Background: Among people with ulcerative colitis, depression occurs more frequently when inflammation is active. We hypothesized that individual differences in interpersonal style affect the risk that active disease will be accompanied by depressive symptoms.
Methods: In this study, disease activity, depressive symptoms, and 2 dimensions of interpersonal style, attachment anxiety and attachment avoidance, were measured in 146 ulcerative colitis outpatients at time 1 and in 99 of these patients at a second time-point, 7 to 37 months later. Test-retest correlations of attachment anxiety (r = 0.83, P < 0.001) and attachment avoidance (r = 0.76, P < 0.001) confirmed that these dimensions are stable.

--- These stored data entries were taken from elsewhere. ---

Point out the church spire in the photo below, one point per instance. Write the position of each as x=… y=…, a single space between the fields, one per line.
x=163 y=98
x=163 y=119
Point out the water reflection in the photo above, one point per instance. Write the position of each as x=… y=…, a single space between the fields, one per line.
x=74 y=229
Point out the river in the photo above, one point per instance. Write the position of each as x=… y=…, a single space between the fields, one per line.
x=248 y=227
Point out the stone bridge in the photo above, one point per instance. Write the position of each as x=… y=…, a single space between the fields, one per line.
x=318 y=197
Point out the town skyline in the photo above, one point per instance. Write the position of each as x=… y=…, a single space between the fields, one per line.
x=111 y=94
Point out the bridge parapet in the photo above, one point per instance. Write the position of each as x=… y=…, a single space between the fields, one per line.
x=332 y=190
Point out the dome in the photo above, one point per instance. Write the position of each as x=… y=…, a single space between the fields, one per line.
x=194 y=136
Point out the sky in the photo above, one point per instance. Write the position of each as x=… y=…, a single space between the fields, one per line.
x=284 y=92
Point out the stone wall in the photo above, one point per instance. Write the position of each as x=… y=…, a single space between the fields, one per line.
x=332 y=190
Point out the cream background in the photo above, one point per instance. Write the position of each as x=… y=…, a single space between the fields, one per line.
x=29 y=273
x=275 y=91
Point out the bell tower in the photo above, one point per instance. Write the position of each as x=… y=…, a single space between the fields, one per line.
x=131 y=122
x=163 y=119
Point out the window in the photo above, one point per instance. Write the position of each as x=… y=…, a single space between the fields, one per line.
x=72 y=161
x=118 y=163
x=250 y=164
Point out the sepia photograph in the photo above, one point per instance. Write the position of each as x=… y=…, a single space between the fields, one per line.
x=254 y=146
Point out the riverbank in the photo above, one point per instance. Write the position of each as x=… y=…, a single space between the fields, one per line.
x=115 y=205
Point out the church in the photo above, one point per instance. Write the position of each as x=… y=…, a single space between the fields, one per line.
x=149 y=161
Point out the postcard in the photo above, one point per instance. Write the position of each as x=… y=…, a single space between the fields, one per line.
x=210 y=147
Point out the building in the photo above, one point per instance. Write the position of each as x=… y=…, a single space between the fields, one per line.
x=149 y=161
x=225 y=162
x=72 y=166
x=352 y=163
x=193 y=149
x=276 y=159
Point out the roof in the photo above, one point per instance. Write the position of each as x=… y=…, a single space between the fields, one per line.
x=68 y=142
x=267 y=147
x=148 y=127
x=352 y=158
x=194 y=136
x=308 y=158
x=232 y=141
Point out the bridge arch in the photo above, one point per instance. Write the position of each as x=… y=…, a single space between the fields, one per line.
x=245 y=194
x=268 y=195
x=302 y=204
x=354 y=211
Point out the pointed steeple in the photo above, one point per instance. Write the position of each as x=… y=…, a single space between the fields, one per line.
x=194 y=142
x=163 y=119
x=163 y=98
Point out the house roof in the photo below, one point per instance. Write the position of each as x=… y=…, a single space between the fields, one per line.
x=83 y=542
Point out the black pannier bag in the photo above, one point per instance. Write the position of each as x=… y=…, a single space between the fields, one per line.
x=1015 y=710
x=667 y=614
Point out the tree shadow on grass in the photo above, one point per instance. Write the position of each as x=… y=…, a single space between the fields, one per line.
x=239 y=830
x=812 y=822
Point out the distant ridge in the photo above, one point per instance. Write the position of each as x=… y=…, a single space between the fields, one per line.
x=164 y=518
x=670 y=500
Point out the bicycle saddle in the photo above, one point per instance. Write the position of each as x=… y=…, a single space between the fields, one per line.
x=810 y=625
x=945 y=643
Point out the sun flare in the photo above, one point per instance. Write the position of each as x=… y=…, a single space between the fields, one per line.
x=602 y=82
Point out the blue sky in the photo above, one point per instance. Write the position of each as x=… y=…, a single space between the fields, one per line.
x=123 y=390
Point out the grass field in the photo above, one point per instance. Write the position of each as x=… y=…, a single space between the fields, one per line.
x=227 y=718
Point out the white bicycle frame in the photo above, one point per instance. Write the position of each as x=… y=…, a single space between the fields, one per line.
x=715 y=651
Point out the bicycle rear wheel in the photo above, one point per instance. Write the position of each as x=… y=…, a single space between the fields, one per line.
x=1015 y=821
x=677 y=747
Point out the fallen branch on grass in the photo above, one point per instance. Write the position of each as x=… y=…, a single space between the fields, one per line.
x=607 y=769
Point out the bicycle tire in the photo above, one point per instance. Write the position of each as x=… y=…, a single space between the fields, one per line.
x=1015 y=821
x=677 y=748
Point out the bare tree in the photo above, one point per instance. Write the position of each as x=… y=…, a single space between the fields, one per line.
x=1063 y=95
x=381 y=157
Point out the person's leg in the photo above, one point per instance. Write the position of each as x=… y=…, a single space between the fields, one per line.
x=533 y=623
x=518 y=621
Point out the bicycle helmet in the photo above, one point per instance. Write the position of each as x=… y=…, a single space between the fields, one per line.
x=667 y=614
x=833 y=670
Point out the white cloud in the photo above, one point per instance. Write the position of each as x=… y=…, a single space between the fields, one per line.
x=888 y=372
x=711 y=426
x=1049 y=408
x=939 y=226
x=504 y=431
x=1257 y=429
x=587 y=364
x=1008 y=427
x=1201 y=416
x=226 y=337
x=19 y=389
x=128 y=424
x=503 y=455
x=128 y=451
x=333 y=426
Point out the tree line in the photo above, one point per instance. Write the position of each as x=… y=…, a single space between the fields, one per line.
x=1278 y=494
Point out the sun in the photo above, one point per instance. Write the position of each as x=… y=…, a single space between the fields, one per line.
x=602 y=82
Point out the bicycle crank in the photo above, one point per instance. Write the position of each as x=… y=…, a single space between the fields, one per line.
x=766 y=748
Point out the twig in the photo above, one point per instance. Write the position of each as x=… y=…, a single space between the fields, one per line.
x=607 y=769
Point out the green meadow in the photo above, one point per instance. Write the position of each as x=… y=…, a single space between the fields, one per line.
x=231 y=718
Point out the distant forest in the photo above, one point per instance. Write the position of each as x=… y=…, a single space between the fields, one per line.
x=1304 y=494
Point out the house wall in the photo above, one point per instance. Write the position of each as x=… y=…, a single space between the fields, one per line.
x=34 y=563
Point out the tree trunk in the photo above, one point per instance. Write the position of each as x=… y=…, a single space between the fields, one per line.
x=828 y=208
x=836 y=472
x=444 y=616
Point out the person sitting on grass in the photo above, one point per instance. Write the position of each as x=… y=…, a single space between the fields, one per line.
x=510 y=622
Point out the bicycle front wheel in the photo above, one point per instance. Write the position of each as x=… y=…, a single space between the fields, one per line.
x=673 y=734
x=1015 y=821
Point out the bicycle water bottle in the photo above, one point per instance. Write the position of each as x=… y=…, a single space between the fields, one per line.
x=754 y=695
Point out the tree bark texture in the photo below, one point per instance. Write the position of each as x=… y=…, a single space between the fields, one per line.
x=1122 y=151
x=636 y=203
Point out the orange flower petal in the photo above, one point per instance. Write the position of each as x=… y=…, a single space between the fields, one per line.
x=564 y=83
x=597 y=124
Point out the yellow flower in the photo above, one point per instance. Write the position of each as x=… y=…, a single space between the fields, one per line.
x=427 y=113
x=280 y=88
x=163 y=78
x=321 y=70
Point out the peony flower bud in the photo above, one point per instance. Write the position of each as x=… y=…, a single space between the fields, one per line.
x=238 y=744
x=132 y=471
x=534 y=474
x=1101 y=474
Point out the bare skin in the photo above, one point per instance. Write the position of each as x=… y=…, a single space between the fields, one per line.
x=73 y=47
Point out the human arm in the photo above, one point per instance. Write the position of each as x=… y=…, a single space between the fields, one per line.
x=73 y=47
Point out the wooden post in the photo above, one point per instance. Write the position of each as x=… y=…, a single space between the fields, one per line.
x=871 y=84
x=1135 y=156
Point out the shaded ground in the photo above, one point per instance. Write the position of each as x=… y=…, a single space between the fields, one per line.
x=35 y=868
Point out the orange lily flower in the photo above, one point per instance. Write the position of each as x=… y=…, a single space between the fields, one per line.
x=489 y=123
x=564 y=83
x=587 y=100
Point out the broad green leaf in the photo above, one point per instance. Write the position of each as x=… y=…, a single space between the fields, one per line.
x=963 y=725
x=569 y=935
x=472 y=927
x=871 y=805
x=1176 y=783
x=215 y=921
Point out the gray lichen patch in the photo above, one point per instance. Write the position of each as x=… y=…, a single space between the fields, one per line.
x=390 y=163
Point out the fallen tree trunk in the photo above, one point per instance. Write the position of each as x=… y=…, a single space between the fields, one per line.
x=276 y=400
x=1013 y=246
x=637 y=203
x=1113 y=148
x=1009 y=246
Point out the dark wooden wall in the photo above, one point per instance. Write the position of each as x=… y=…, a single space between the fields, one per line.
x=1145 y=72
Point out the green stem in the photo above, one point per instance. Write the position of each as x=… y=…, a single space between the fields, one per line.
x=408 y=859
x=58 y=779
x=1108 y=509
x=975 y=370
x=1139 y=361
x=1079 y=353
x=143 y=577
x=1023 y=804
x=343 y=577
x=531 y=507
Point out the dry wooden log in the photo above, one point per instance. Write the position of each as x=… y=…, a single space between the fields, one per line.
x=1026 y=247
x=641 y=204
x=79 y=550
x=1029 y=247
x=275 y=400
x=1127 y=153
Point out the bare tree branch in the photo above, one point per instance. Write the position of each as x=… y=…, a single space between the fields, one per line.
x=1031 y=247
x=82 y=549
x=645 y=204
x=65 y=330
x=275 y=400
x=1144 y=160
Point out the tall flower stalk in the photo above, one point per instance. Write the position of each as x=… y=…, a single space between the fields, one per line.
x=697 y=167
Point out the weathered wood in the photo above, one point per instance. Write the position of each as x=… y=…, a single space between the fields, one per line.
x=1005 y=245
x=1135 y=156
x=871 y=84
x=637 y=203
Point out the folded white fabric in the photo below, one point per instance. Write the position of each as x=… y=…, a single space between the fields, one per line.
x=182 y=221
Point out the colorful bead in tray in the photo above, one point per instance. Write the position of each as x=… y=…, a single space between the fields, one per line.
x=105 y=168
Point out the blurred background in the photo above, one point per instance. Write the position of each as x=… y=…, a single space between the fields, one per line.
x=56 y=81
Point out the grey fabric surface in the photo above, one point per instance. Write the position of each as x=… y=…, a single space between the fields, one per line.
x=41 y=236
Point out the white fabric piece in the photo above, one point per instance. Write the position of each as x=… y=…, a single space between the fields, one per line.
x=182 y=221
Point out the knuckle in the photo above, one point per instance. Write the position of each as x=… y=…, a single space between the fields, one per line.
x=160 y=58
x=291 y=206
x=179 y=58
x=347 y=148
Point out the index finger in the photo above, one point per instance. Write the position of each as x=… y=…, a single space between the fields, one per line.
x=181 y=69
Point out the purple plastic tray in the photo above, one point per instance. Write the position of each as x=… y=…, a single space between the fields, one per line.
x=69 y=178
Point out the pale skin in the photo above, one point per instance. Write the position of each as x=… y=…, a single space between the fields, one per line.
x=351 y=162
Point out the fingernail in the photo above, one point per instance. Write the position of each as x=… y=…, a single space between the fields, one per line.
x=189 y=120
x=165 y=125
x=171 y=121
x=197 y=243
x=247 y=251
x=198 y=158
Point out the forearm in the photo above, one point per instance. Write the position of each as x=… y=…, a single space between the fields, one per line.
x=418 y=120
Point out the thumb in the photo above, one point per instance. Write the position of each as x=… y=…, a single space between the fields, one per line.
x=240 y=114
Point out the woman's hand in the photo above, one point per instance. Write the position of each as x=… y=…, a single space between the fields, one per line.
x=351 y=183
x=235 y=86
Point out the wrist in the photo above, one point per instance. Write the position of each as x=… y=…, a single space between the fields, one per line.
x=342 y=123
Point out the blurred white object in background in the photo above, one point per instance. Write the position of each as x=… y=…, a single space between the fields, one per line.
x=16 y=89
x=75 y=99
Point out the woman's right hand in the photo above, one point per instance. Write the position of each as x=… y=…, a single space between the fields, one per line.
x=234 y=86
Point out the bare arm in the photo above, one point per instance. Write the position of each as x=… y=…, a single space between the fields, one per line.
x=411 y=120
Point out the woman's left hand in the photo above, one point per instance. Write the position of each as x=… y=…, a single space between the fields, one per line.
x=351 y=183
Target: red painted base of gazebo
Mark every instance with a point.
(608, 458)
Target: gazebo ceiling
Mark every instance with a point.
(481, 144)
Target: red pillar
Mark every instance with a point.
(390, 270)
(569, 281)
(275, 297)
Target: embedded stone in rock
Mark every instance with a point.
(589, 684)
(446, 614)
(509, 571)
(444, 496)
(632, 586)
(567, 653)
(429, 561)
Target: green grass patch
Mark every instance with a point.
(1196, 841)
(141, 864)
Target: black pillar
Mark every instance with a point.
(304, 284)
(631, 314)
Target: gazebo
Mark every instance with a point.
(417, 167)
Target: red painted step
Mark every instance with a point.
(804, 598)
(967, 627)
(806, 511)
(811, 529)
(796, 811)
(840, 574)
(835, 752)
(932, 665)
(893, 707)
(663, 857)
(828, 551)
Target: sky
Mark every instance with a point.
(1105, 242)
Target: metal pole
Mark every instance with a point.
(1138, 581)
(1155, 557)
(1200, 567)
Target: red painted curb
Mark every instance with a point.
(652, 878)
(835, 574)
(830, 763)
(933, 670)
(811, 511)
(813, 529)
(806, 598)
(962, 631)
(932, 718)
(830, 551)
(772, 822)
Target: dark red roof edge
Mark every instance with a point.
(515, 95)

Results: There was a stepwise increase in the correlation between time 2 disease activity and depression from the lowest tercile of attachment anxiety (r = 0.00, P = 0.99), through the middle tercile (r = 0.36, P = 0.05), to the highest tercile (r = 0.52, P = 0.002). For attachment avoidance, disease activity and depression were only significantly correlated in the highest tercile (r = 0.49, P = 0.005).
Conclusions: Attachment anxiety meets all tested criteria as a moderator of the relationship between disease activity and depressive symptoms. Further attention to interpersonal style as a moderator of depressive risk in ulcerative colitis is warranted.